Again, there were times when the defending counsel questioned police or
associated expert evidence.
This again
was a form of heresy and too many judges took both expert and police evidence
entirely on trust. In more recent decades it is notorious how difficult it has
become to secure a conviction against major celebrities who errors of conduct
are palpable but seen by a number of jurors to be acceptable despite evidence
and the law.
The recent
BBC shambles over Savile and the alleged long history of offences is cited as
an example of how certain famous people can avoid action or charges because
there is serious doubt whether a jury would convict such a prominent personality.
We do not
know what happened in the jury room in the Pryce case. But there is a basic problem and it has been
for a long time, in that if there are jurors with fixed beliefs about human
conduct then these will take priority over any ideas about what are facts, what
is reasonable and what is evidence.
What
astonishes me is that modern technology is now so well advanced that if a trial
takes place that is inconclusive it is not difficult to have full transcripts
of the trial available quickly. In that
case you may not need a second full court trial.
What might
be done is to summon a new jury and let them have all the documentation plus
basic guidance in terms of the summing up etc.

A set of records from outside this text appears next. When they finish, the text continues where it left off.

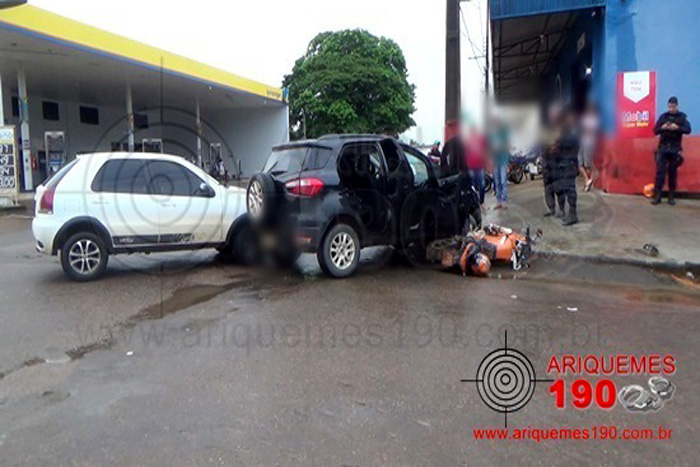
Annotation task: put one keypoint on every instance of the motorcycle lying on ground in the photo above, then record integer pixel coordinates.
(475, 252)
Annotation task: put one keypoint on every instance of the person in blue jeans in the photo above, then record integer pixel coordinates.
(501, 158)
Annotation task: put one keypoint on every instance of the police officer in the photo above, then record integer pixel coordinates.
(550, 161)
(670, 127)
(567, 148)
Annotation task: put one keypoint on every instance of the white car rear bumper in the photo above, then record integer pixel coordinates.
(44, 229)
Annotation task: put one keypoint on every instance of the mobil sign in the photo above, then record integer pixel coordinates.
(636, 104)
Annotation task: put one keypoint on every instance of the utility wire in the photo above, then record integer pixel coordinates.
(474, 48)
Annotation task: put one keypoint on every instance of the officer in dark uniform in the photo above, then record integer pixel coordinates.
(566, 167)
(549, 162)
(670, 128)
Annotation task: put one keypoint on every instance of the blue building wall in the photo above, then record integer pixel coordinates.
(590, 23)
(651, 35)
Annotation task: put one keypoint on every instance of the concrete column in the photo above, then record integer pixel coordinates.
(198, 129)
(24, 129)
(130, 118)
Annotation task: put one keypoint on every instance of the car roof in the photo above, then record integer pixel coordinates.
(332, 140)
(96, 156)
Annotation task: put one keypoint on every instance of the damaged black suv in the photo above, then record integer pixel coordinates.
(340, 193)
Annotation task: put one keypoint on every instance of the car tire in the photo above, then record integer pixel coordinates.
(84, 257)
(339, 253)
(261, 198)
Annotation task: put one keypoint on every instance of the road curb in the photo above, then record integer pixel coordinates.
(601, 259)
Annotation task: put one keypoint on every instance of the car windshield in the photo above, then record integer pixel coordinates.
(286, 161)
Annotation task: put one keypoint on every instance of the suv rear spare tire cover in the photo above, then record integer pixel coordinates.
(261, 198)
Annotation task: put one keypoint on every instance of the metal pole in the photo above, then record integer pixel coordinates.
(487, 69)
(452, 66)
(199, 136)
(24, 129)
(2, 103)
(130, 117)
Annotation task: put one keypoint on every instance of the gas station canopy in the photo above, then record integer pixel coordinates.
(83, 63)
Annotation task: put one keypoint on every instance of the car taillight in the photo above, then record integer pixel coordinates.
(304, 186)
(46, 201)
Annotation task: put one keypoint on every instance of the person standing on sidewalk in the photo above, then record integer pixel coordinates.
(501, 157)
(477, 146)
(670, 128)
(435, 153)
(567, 167)
(590, 128)
(549, 156)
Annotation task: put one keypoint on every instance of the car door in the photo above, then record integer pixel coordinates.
(120, 198)
(361, 173)
(399, 178)
(189, 207)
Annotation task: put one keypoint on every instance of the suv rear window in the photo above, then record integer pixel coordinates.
(297, 159)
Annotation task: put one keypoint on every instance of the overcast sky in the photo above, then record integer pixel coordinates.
(262, 39)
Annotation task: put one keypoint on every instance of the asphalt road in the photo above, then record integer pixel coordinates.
(181, 359)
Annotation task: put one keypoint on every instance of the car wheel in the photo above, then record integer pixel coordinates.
(260, 198)
(339, 254)
(84, 257)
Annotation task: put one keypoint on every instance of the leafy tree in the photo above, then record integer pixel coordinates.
(350, 82)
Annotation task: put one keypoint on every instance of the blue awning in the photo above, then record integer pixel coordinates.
(503, 9)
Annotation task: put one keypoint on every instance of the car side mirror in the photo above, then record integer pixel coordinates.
(205, 191)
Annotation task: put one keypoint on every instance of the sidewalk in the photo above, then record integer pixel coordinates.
(612, 228)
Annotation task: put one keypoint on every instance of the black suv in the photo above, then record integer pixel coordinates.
(340, 193)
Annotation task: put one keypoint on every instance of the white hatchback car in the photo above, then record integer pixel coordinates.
(110, 203)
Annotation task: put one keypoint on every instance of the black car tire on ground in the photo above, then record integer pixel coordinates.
(245, 246)
(261, 198)
(339, 254)
(84, 257)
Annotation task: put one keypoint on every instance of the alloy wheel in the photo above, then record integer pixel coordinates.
(342, 250)
(85, 256)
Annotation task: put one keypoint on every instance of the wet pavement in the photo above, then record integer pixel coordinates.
(611, 226)
(183, 359)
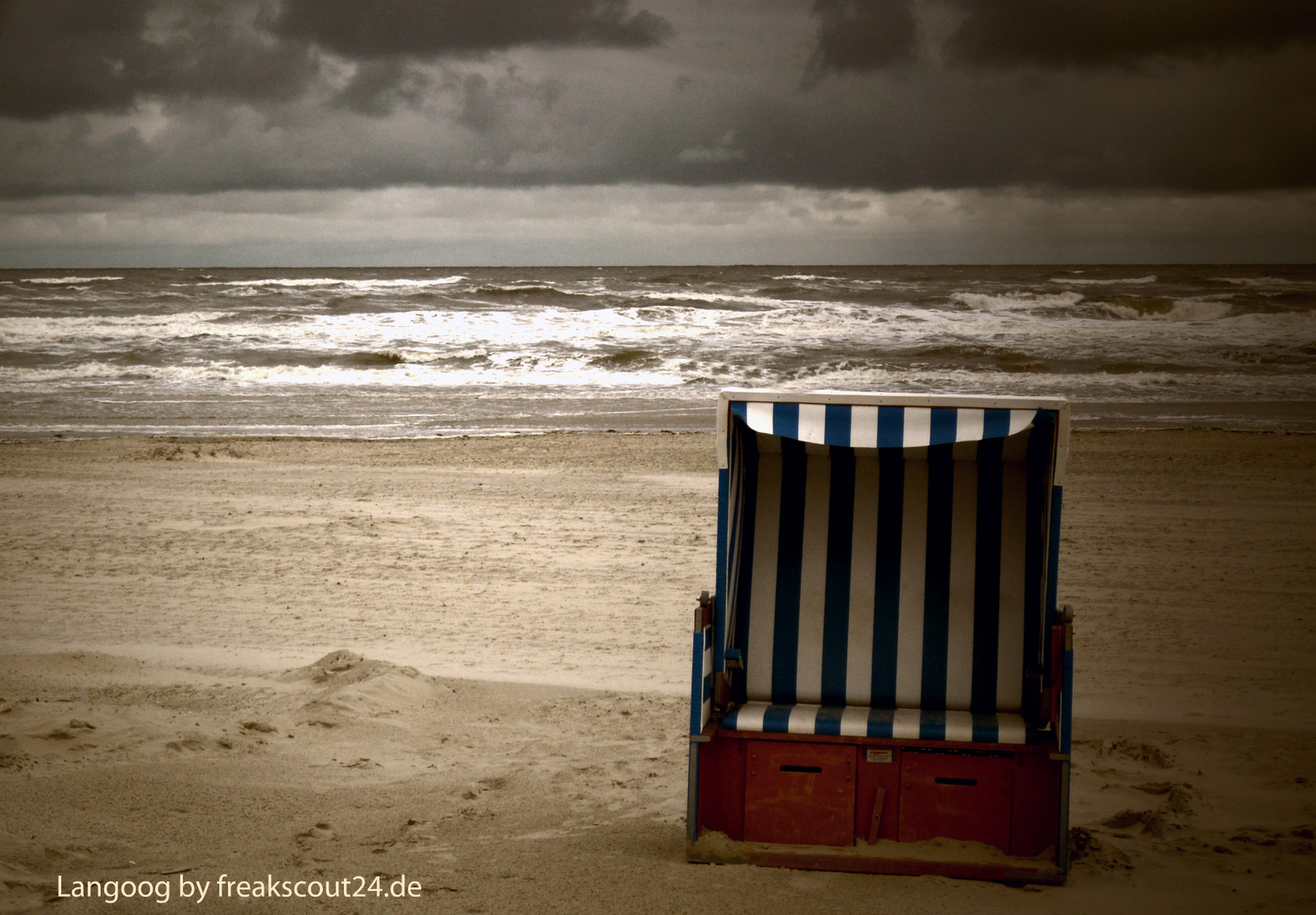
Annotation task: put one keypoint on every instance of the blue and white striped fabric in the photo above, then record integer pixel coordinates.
(899, 723)
(880, 427)
(702, 685)
(897, 578)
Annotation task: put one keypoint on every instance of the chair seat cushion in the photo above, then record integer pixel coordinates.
(899, 723)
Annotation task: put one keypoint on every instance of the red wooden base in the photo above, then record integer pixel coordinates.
(859, 803)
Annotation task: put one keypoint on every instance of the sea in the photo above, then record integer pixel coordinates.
(442, 351)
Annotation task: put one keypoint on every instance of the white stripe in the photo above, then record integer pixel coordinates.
(969, 424)
(813, 423)
(750, 717)
(1009, 652)
(762, 596)
(963, 551)
(1020, 419)
(1016, 446)
(759, 416)
(906, 724)
(959, 726)
(803, 719)
(965, 451)
(863, 574)
(1011, 729)
(863, 427)
(854, 723)
(913, 557)
(818, 494)
(918, 427)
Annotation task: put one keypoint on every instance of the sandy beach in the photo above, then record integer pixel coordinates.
(464, 660)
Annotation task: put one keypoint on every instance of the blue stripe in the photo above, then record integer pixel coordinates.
(932, 724)
(828, 720)
(697, 703)
(724, 489)
(880, 722)
(790, 556)
(944, 425)
(936, 590)
(836, 427)
(890, 427)
(886, 591)
(995, 423)
(836, 601)
(1039, 470)
(1068, 701)
(986, 729)
(786, 420)
(777, 719)
(987, 575)
(1053, 557)
(747, 499)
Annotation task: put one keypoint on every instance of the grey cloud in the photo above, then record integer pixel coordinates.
(862, 35)
(585, 114)
(85, 56)
(423, 28)
(1095, 33)
(78, 56)
(873, 35)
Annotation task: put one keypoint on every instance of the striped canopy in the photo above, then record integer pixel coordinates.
(880, 427)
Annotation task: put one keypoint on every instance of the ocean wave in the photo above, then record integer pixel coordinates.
(370, 370)
(19, 330)
(1168, 309)
(69, 280)
(330, 280)
(1119, 280)
(1016, 301)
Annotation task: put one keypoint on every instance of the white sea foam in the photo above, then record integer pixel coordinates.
(70, 280)
(1120, 280)
(366, 285)
(1180, 309)
(1016, 301)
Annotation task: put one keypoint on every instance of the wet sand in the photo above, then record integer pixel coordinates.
(507, 726)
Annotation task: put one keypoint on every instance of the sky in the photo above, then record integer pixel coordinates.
(542, 132)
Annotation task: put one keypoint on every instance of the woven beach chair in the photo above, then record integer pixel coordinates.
(880, 681)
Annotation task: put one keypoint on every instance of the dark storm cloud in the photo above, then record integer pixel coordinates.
(862, 35)
(424, 28)
(83, 56)
(932, 94)
(1095, 33)
(871, 35)
(78, 56)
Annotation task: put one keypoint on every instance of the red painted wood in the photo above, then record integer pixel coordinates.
(873, 777)
(977, 808)
(721, 786)
(1035, 807)
(799, 793)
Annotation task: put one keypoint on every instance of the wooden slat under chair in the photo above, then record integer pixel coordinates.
(880, 681)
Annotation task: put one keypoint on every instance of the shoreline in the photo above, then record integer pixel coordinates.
(478, 670)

Also to hand might be independent advice on any questions arising.
An
alternative might be to have such a procedure, but with a group of expert
assessors to see if they can arrive at a decision consistent with the evidence. Again this would be quicker and if properly
conducted could serve to arrive at a quick answer and at far less cost.

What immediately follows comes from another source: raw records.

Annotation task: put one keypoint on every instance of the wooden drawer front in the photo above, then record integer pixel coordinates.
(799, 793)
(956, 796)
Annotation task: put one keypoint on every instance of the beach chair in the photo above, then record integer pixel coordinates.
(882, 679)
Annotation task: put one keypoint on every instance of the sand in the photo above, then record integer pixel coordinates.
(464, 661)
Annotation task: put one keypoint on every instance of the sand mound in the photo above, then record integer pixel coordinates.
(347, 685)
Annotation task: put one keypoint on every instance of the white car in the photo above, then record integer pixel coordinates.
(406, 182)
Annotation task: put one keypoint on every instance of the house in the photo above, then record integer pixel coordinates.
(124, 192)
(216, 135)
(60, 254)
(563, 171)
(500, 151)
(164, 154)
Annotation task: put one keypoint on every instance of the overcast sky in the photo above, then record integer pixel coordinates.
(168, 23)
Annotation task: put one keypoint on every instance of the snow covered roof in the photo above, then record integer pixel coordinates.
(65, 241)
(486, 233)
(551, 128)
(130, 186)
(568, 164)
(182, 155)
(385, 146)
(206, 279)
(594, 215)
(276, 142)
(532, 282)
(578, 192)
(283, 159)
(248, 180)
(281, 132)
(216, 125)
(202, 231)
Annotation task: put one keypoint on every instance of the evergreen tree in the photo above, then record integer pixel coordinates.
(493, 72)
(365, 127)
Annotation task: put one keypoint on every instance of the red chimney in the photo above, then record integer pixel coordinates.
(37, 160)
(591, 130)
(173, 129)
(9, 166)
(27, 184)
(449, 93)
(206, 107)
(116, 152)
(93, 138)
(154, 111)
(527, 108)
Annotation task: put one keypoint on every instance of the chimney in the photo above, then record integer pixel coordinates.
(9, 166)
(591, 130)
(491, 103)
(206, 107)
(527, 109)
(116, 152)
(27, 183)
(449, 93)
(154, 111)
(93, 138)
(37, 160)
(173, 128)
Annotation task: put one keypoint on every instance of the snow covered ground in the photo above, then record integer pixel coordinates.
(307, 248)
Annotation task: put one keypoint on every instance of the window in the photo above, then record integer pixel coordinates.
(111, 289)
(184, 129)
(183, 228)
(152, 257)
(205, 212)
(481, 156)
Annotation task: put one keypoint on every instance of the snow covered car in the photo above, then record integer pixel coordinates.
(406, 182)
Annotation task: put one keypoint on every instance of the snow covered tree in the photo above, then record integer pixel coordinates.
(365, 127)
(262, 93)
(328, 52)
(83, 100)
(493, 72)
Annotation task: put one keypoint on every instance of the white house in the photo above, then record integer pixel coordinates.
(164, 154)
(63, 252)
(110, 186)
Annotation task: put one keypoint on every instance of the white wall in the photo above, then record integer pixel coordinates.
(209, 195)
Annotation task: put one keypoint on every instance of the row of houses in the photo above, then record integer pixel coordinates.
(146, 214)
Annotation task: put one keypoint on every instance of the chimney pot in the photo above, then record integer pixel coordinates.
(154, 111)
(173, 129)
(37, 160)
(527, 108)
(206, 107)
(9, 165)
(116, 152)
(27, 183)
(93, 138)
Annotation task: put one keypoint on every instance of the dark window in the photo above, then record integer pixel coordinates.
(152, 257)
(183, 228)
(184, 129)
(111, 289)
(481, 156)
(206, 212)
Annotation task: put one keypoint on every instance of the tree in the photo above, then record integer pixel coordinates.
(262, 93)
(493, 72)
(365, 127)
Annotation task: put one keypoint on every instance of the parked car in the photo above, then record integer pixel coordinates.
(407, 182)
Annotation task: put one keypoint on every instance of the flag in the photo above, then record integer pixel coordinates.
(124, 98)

"We do not know what happened in the jury room in the Pryce case."
ReplyDeleteWe don't and I'm sure that's a problem. Juries probably rely heavily on the judge's summing up, so I wonder if they were confused to begin with.
The judge was wrong to criticise the jury. Indeed had I been a member of the jury I would have lodged a complaint about him.
ReplyDeleteThe jury asked questions which at least one member wanted answered. The questions were properly formulated-so at least one member had the nous to do so.
The judge replied to those and told the jury to have the courage to say if they could not reach a decision. It did so.
What is wrong with any of that? In other words the system worked perfectly.
No decision was reached-but so what? Sometimes it isn't-again an indication that the system works.
The jury system should be left alone-any introduction of "experts" will lead to abolition of trial by jury.